Lengthy charging times and limited availability of charging equipment in public places for electric vehicles (EV) are one of the turnoffs prospective buyers cite as what prevents them from buying an EV. But with DC quick chargers, charge times can be a fraction of the time it takes with a standard charger would take to replenish an EV’s battery.

The other half of the equation is getting enough of these quick chargers spread around routes and places that will allow EV drivers to realize expanded driving ranges.

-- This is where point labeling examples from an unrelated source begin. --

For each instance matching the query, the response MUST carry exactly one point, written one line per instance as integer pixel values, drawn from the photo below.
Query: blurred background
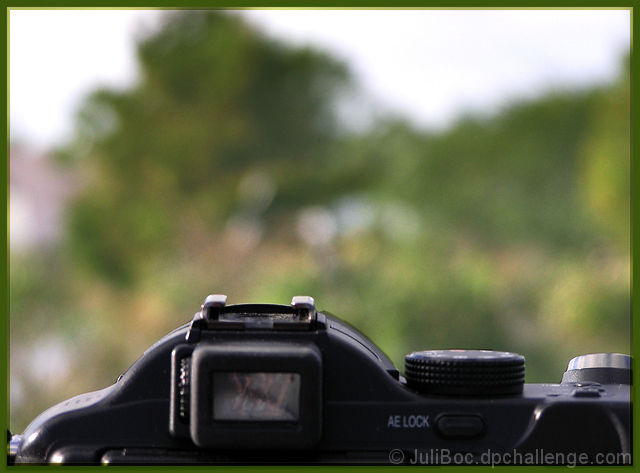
(439, 179)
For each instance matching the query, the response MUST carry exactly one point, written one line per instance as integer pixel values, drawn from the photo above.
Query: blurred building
(38, 192)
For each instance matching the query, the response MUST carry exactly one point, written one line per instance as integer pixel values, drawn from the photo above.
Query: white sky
(429, 65)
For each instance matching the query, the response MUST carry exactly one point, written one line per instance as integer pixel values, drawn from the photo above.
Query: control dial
(603, 368)
(465, 372)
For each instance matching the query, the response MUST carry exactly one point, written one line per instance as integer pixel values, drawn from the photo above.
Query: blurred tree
(215, 101)
(606, 173)
(225, 169)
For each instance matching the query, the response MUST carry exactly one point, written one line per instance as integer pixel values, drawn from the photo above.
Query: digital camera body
(261, 383)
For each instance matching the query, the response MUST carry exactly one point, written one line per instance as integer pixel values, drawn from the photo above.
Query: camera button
(453, 426)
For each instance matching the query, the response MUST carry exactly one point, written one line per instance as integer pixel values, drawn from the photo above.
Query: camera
(287, 384)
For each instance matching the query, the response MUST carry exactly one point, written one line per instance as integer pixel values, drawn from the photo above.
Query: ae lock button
(459, 426)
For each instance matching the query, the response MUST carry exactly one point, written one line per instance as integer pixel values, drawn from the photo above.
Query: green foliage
(223, 171)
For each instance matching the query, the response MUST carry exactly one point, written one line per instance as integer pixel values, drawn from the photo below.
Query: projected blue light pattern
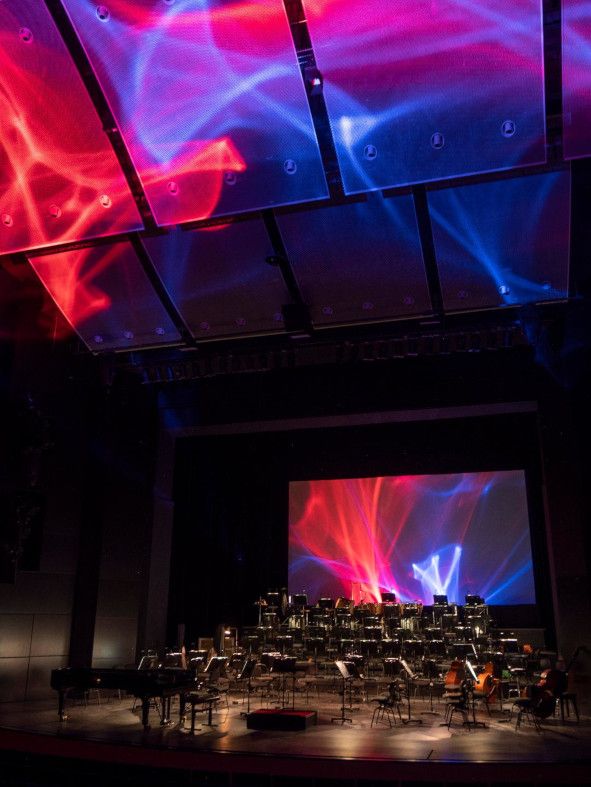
(576, 77)
(416, 536)
(209, 99)
(427, 90)
(358, 262)
(59, 178)
(503, 243)
(106, 297)
(219, 279)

One of the most significant CHAdeMO installations is the West Coast Electric Highway, a 1,300-mile network, which has already close to 40 CHAdeMO quick-chargers installed every 25 to 50 miles along the West Coast of North America. The so-called Electric Highway effectively links British Columbia, Canada to Baja California.

CHAdeMO is a consortium of mostly Japanese companies with the target of establishing a standard for the charging of EVs. Shiga, CHAdeMO’s president, is also the COO for Nissan.

While the CHAdeMO standardized charger, created in 2010, clearly has an established lead, it does have competition in the Society of Automotive Engineers (SAE) J1772 “combo” quick charge coupler standard.


SAE combo charge coupler

The SAE combination charge coupler was developed by more than 190 experts from various fields within the EV industry, and while not currently installed in the volume of the CHAdeMO charger, is starting to see a growing development of installations.

Some form of standardization is helpful to EV consumers, but standardization hasn’t reached the level of the common 120-volt outlet and required plug found in just about every home and building in North America.

With different EV manufacturers using either CHAdeMO – like, naturally, the Nissan Leaf – while General Motors, VW, BMW, Ford, and several other large automakers, have gone with the SAE charge coupler, EV drivers for now will have to be cognizant of which type of charging unit they can use, and where they’re located.